Hello, I'm a PhD student in UK starting on 1st October 2021.
It's just 2 months of my PhD life. I accepted the offer without carefully considering if I suit to the university and my supervisor or not.
Consequently, we didn't have meaningful meetings since he is very new to the field. My current progress is still like the first week I was starting the PhD. The research group I was assigned doesn't relevant to my field. In the meetings, I'm the only one that knows nothing about what they are doing. I tried finding people in this field in the uni but I found none. I am worrying it would not be good for the rest of 3-4 years if I stay here.
Therefore, I'm getting very stressed and anxious now.
I'm also looking for a lab in another university that really suits my field, but I don't know if it's too early to give up here.

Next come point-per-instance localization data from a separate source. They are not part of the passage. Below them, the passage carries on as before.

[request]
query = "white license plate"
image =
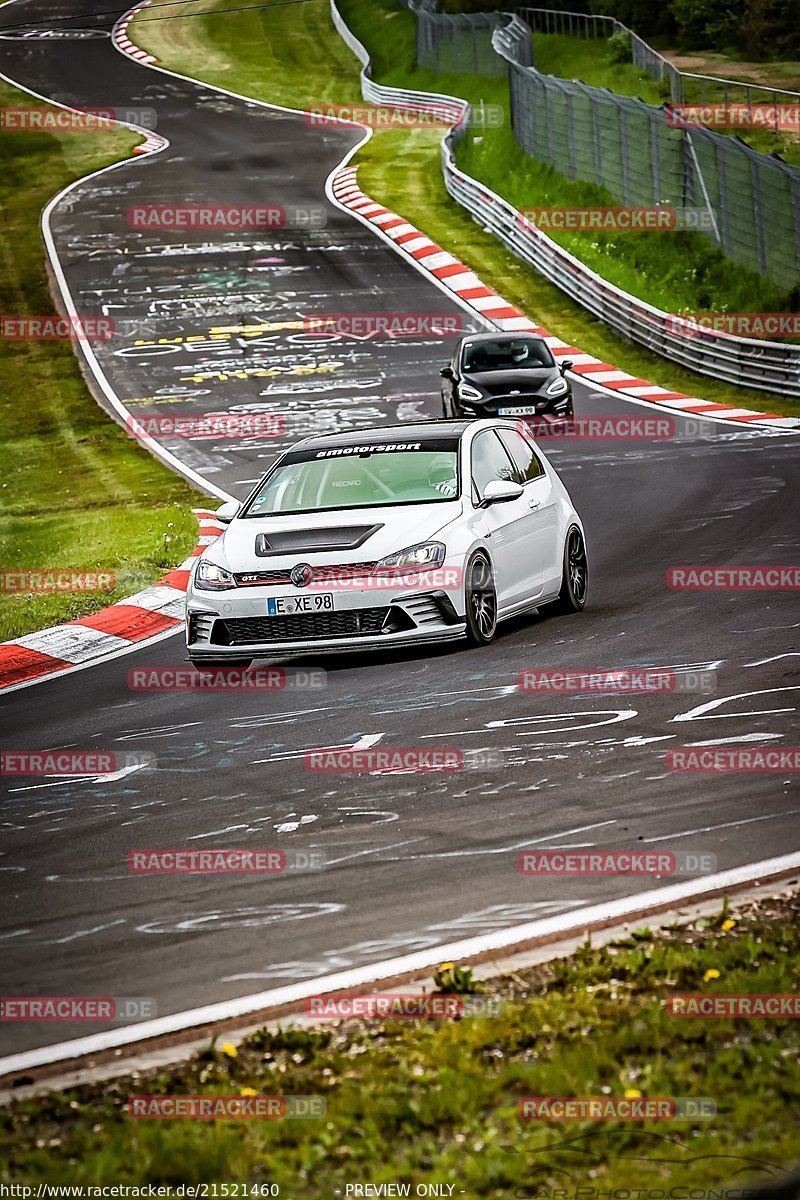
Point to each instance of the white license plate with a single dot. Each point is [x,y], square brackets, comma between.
[286,606]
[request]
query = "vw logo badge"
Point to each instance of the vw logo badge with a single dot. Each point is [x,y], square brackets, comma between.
[301,575]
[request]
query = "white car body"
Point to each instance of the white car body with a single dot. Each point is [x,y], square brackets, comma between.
[523,539]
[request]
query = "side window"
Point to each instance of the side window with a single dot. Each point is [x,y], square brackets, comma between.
[522,455]
[489,461]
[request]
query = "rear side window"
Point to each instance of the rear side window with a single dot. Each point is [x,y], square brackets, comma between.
[489,462]
[522,455]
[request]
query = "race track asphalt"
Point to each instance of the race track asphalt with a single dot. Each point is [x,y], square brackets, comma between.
[413,861]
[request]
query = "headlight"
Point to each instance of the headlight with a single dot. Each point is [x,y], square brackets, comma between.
[426,553]
[210,577]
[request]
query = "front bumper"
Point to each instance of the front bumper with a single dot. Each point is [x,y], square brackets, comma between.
[235,623]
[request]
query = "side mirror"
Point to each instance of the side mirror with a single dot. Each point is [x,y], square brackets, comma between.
[500,491]
[226,514]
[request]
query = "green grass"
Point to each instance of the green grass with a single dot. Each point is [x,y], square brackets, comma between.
[293,55]
[422,1102]
[593,63]
[77,493]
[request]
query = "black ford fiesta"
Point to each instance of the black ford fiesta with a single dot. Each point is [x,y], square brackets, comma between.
[505,375]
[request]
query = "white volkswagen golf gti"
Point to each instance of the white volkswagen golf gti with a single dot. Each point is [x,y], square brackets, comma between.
[391,535]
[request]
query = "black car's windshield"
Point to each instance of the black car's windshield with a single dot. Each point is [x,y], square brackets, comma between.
[360,477]
[506,354]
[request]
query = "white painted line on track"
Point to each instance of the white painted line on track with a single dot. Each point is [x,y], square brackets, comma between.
[408,964]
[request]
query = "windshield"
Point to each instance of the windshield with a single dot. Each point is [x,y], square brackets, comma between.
[507,354]
[311,481]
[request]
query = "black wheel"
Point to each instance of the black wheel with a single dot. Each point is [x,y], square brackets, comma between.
[212,665]
[575,579]
[481,599]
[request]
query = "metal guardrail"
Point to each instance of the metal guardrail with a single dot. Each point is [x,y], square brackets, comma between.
[703,89]
[750,363]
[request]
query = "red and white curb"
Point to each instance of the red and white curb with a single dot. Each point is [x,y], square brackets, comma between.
[149,615]
[468,288]
[124,43]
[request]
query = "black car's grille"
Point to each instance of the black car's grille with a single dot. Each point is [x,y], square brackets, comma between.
[304,627]
[322,575]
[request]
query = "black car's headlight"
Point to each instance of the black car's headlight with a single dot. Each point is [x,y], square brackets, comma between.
[210,577]
[422,556]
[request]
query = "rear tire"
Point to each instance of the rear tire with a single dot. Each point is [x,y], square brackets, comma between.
[575,577]
[481,601]
[212,665]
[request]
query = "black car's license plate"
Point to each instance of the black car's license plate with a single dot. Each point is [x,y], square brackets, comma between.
[286,606]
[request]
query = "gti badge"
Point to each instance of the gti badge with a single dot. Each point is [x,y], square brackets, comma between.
[301,575]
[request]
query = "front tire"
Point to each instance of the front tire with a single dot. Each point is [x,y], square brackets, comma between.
[481,601]
[575,576]
[212,665]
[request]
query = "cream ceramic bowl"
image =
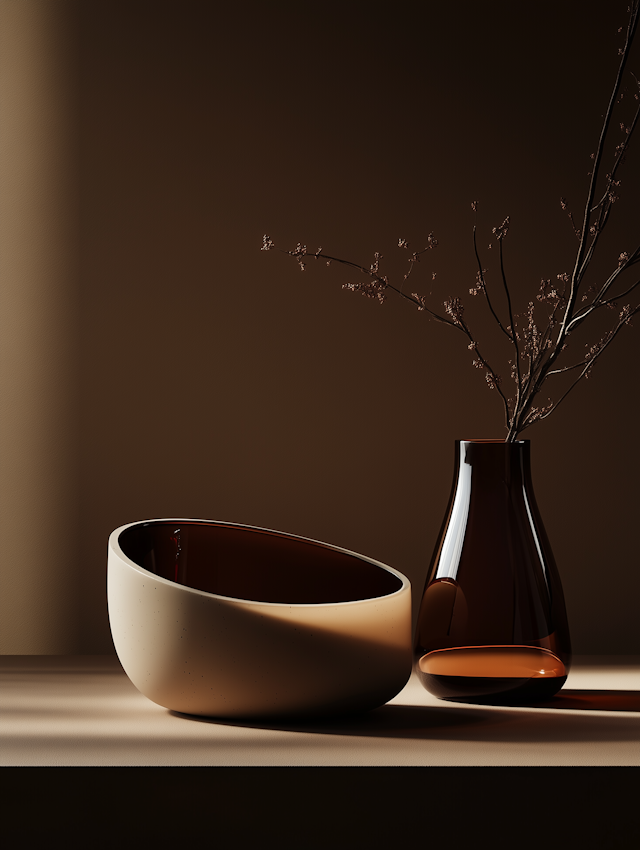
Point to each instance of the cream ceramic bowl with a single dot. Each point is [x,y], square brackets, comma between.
[228,621]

Any suggestion for my situation?
Two months is very early to judge and the grass isn't always greener elsewhere. I can sympathise with you, as no-one at my university has any experience in my area, not even my supervisor really. My research group is for bioenergy but I am the only one using biomass while everyone else is wind, batteries and hydrogen, so they are not that helpful. However, I have nearly finished my PhD with several publications, after effectively teaching myself everything.
My advice, is find a relevant paper that you think you can replicate and do it. It doesn't matter if what you did is novel because once you have a method that you think works, you can iterate from it with confidence. Taking baby steps with regards to methodology is a lot easier than big leaps when you don't have much lab support. As when you start doing some experiments you learn what parts are easy or difficult which enables you to design better experiments.
Granted, I think I have a good supervisor. I am her first PhD student and at the start of my PhD she was useless. I think it took over a year until we both figured out what we were doing. So give your supervisor some slack and think what are they good at. My supervisor doesn't understand chemistry and can't help with the theory or most experiments. However she gives decent feedback, has helped me massively improve my writing and she deals with all the paperwork/bureaucracy. There are no perfect supervisors but you can adapt to use your supervisor's strengths.
There's a difficult transition in a PhD from being told what to do, to identifying what to do and leading on it.
It is often tempting to think a better supervisor would simply tell you what to do and you'd go paint-by-numbers and get a PhD. This is not necessarily untrue, in that especially in lab-experiment heavy fields - ironically at better Unis - PhDs can be treated as technicians then discarded with the bit of paper but no real skills or prospects beyond pushing buttons on a machine and writing down results.
Irrespective of field, you'll have better prospects as an academic if you can develop the skills to lead on investigations with your PhD, since in a postdoc role you'll be expected to lead on grants, papers, and projects. A supervisor telling you exactly what to do might feel more comfortable, but is not necessarily in your best interests.
It is better to lean on a supervisor for their general experience, rather than specific 'do I test hypothesis A, or hypothesis B?' type questions, since the nature of a PhD means you'll be expected to become an expert with a better answer to that question than they would have. I realise this might mean it seems like supervision is poor, cheap, or lazy; but in general it's the norm for you to be expected to identify what you want to do and go do it, with the supervisor providing oversight of any obvious errors rather than explicit direction.
A good reason to move is you see more funding/networking/career opportunities with the group you're moving to. Supervision alone is, imo, a bad reason, since supervisors can leave and, irrespective, ultimately you need to take ownership and leadership of your research.